Kelsey looked away, suddenly feeling sick.
"Beth's a good swimmer, like her brothers. She knows the island, and she's not one to take risks."
"You don't think," Mom suggested gently, "that she ... well ... staged something ... maybe ran away?"
"She was going out that night," Eric said. "With a local boy she really cared about. Skip Rochford."
"Skip ..." Kelsey murmured, but Eric didn't hear.
"The ferry only runs to the mainland twice a day. The last trip's at four, and Beth was still home then. I know because she yelled at me from the hall, and I looked at the clock on my desk."
"What about a private boat?" Mom was almost begging.
"They've already checked it out. Beth had no reason to leave here—she was happy."
Skip Rochford! Kelsey was sure that had been the name of the boy on the boat, but if that was the same Skip Rochford Eric was talking about, then why hadn't he seemed more upset? She pressed her nose against the fogged window, staring, when suddenly out of the rolling mist ahead something loomed up like a watchful animal. She leaned forward, frowning at the rocky horizon, at the black, ugly scars swelling against the hazy twilight, until the car turned into a driveway and stopped alongside a cottage.
The front door banged open immediately. "Dad?"
"Justin—has there been any—"
The shake of the boy's head stopped Eric in his tracks. "Nothing. They're still searching the cliffs, but ..." He looked at Kelsey and her mother standing awkwardly by the car.
"Justin," Eric murmured, "this is Marjorie and Kelsey. This is my son Justin."
"You look cold," Justin said softly. "Come on inside."
He stood a head taller than Kelsey, and although she knew he was about her age, his face had a mixture of solemnity and little-boyishness he would probably never outgrow. His hair was sun-tinted brown, silkily brushing his shoulders, and his eyes were big and brown and gentle, lowering shyly as she stared at him.
As Mom went into the house with Eric, Kelsey hesitated on the porch. "I'm ... really sorry," she stammered.
His eyes raised slowly, meeting hers for a brief instant, then glancing away. "It's good you're here."

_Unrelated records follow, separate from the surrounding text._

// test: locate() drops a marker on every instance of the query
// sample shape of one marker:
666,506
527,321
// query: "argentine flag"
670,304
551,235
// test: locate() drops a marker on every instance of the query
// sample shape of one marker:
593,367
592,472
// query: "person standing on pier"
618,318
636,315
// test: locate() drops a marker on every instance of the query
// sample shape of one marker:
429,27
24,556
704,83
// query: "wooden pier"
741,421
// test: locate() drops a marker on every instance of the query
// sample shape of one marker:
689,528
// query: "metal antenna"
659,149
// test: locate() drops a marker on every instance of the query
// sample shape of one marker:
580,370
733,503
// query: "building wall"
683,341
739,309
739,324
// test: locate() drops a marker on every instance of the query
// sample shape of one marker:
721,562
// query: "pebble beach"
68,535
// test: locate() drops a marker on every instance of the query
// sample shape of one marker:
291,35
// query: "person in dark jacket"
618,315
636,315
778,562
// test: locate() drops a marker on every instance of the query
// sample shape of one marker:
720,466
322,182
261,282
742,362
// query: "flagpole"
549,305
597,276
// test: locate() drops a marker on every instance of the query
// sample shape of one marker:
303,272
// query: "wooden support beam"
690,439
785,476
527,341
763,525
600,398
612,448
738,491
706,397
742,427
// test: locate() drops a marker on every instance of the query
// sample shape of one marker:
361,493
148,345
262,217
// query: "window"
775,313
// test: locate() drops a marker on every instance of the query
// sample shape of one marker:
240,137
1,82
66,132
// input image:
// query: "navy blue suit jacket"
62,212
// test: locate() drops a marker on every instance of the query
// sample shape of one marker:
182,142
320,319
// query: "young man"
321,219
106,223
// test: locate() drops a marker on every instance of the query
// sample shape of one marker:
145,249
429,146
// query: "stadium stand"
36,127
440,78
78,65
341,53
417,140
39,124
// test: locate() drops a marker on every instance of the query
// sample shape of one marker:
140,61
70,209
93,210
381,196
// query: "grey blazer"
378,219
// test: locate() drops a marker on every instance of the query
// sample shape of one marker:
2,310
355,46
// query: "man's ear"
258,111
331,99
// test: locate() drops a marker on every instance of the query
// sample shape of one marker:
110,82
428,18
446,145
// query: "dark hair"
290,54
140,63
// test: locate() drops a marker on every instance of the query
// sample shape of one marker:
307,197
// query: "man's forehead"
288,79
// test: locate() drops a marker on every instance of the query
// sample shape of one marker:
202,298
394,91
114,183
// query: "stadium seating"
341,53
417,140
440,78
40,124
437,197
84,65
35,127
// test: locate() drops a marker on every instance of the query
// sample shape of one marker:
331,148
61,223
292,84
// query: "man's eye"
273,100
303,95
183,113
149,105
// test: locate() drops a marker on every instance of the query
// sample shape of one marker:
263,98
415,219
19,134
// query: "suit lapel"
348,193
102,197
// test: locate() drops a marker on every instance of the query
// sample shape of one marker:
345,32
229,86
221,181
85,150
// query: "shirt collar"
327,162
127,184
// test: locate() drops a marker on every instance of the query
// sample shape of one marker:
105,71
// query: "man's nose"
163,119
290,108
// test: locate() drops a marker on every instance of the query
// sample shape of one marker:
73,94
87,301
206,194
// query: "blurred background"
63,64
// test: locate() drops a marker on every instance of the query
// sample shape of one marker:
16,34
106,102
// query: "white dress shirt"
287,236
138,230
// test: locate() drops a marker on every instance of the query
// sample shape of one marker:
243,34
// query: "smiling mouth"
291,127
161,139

Kelsey nodded, squeezing past him into the living room. Justin's T-shirt smelled of salt and sand; his damp jeans clung tightly to his narrow hips. As he went to get their bags, Kelsey noticed a family photograph on the mantel—Eric, Justin, another boy half hidden in the shadows, and—she supposed—Beth, a pretty girl with dimples and long hair and a long red scarf around her neck.
"I'll show you your room if you want," Justin said behind her.
"Well ... I don't know if we're staying—"
"Sure you're staying. Dad needs privacy for his work, so we have the cottage next door. Follow me."
He carried her suitcase across the yard and gave her a quick tour of the house.
"Neale and I are in here," Justin pointed to the first upstairs bedroom as they went past. "I guess he'll be coming back, now that it's getting dark ... Anyway, here's your room. You can use this first bed." He flipped on the light, and as she stepped across the threshold, her heart sank.
Beth was everywhere—in the decor, the clothes in the closet, the shoes under a chair. Kelsey swallowed hard and stared at the French doors next to her own bed, almost a whole wall of floor to ceiling glass.
"I don't think I can stay here."
Justin looked sympathetic. "Beth was really looking forward to meeting you. She'd thought up all kinds of things for you to do."
Kelsey walked slowly over to her bed, then saw something which made her stare. Propped against the pillows was an envelope with her name on it.
"What's this?" she asked softly.
Justin shrugged, a sad smile crossing his face. "Who knows ... Beth was always leaving little surprises around for everybody."
Kelsey reached out and took the envelope between her fingers, sliding out the paper inside, staring down at the message for a long time:
Welcome, Kelsey! So glad you're here!
"She didn't even know me," Kelsey murmured at last. She glanced up at Justin, who looked away. "Oh, Justin, I can't believe this is happening—"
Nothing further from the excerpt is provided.